Makin lama perut In Lie Heng jadi makin panas. “Song Ceng Soe!” ia akhirnya membentak. “Mukamu sungguh2 tebal! Kau mengkhianati Boe tong pay, tapi kau gunakan ilmu silat Boe tong pay untuk menolong jiwamu. Kau membelakangi ayahmu, tapi kau masih ada muka untuk menggunakan ilmu silat yang diturunkan oleh ayahmu!”

Muka Ceng Soe berubah merah. “Apa jempolnya ilmu silat Boe tong pay?” teriaknya. “Kau lihatlah!” Seraya berkata begitu, ia mengibaskan tangan kirinya di depan mata Ciang poen Liong touw dan sesudah membuat tujuh delapan gerakan kilat, lima jari tangan kanannya mendadak menyambar dan menancap di kepala pemimpin Kay pang itu. Semua orang terkesiap. Di lain detik Song Ceng Soe mencabut jari-jari tangannya yang berlumuran darah dan Ciang poen Liong touw roboh tanpa bernyawa lagi.

“Apa Boe tong pay mempunyai ilmu silat begini?” tanya Ceng Soe dengan suara dingin.

Di antara ribut suara orang, tujuh delapan anggota Kay pang melompat masuk ke lapangan. Sebagian menggotong jenazah pemimpin mereka dan sebagian pula menerjang Song Ceng Soe!

Seorang hweeshio gemuk yang berduduk di belakang Kong tie lantas saja berteriak, “Hei, tahan! Kay Pang tidak boleh langgar peraturan!”

“Mundur!” bentak Cie hoat Tiangloo. “Biar aku yang membalas sakit hatinya Ciang poen Liong touw.”

Murid-murid Kaypang tidak berani membantah.

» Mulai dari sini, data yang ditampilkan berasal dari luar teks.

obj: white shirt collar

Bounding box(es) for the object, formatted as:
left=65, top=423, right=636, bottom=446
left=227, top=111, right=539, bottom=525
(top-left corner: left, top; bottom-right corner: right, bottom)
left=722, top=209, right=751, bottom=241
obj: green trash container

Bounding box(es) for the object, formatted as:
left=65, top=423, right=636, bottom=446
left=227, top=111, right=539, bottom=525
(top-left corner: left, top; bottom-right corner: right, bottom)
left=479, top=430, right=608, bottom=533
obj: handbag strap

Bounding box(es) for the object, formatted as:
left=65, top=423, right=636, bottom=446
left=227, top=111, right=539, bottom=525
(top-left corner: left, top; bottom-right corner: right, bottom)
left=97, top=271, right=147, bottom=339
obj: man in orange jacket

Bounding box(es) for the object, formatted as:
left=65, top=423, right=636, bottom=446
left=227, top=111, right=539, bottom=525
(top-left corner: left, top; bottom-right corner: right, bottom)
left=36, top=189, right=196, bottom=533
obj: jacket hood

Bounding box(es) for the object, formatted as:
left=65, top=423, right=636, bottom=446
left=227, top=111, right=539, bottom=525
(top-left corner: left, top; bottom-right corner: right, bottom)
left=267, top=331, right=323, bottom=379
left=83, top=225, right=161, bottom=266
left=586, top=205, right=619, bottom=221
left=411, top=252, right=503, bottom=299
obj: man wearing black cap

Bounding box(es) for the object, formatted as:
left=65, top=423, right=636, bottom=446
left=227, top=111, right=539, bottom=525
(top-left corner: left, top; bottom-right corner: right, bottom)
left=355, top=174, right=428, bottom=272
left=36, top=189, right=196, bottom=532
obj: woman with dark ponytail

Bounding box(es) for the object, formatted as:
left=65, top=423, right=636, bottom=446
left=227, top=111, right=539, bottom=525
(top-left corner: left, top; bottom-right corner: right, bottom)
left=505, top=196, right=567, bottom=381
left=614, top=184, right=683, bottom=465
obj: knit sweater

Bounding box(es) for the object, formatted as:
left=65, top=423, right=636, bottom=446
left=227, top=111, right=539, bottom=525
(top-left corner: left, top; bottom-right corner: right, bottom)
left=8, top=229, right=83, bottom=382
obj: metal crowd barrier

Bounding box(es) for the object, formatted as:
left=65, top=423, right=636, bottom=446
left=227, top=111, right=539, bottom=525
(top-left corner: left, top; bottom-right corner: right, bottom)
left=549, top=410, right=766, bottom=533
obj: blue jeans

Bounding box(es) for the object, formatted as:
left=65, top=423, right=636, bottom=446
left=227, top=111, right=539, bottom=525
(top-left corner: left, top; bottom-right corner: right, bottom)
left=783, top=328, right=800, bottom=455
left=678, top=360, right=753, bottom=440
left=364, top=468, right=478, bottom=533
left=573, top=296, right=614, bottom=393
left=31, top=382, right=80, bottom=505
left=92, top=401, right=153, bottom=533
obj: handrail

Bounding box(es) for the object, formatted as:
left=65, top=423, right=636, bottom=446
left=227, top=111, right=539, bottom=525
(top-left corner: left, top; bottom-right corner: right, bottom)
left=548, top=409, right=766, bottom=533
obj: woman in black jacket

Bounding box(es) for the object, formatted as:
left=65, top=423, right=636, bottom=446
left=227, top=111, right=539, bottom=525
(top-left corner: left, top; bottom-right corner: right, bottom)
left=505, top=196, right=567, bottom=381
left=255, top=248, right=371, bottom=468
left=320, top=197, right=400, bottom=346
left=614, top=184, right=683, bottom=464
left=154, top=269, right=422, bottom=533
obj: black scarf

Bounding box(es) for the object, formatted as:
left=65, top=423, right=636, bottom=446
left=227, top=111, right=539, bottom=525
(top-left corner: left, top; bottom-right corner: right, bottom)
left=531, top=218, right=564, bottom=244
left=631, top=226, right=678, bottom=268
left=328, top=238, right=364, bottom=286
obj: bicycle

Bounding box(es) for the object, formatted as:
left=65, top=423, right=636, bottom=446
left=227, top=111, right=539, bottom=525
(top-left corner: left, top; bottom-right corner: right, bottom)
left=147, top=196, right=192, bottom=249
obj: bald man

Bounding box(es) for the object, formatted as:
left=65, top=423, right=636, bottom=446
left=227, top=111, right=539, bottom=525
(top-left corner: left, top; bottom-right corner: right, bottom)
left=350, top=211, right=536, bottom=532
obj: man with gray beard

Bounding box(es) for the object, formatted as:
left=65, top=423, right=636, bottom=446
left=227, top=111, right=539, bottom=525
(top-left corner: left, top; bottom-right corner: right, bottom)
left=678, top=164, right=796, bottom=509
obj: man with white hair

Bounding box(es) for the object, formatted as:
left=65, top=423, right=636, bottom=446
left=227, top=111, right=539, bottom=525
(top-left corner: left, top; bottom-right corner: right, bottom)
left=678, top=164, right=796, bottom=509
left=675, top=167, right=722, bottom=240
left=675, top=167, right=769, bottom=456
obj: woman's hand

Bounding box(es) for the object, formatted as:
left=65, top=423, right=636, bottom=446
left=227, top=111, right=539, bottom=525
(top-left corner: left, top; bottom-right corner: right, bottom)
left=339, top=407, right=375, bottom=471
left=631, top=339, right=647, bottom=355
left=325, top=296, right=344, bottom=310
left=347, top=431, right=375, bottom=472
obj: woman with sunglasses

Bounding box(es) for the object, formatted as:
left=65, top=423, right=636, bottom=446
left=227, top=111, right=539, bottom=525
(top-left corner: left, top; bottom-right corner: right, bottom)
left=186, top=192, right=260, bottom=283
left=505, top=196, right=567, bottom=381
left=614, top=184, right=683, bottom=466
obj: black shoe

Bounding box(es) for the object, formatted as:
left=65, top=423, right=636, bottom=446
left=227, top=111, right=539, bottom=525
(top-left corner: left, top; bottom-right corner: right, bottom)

Mereka kembali ke gubuk sambil mengawasi Song Ceng Soe dengan sorot mata gusar. Banyak orang turut merasa gusar, mereka berpendapat pemuda she Song itu terlalu kejam.

Bagi Boe Kie, kebinasaan Ciang poen Liong touw lantas saja mengingatkan dia kepada luka di pundak Tio Beng dan kebinasaan mengenaskan dari suami isteri Tauw. “Yo Cosoe, mengapa Go bie pay menggunakan ilmu silat yang sesat itu?” tanyanya dengan suara gemetar.

Yo Siauw menggelengkan kepala. “Akupun belum pernah lihat ilmu silat semacam itu,” jawabnya. “Tapi Kwee liehiap, pendiri Go bie pay dijuluki sebagai ‘Siauw tong sia’. Maka itu kita boleh tak usah heran kalau ilmu silat Go bie pay mengandung sesuatu yang sesat.” (siauw tong sia: si sesat kecil dari timur).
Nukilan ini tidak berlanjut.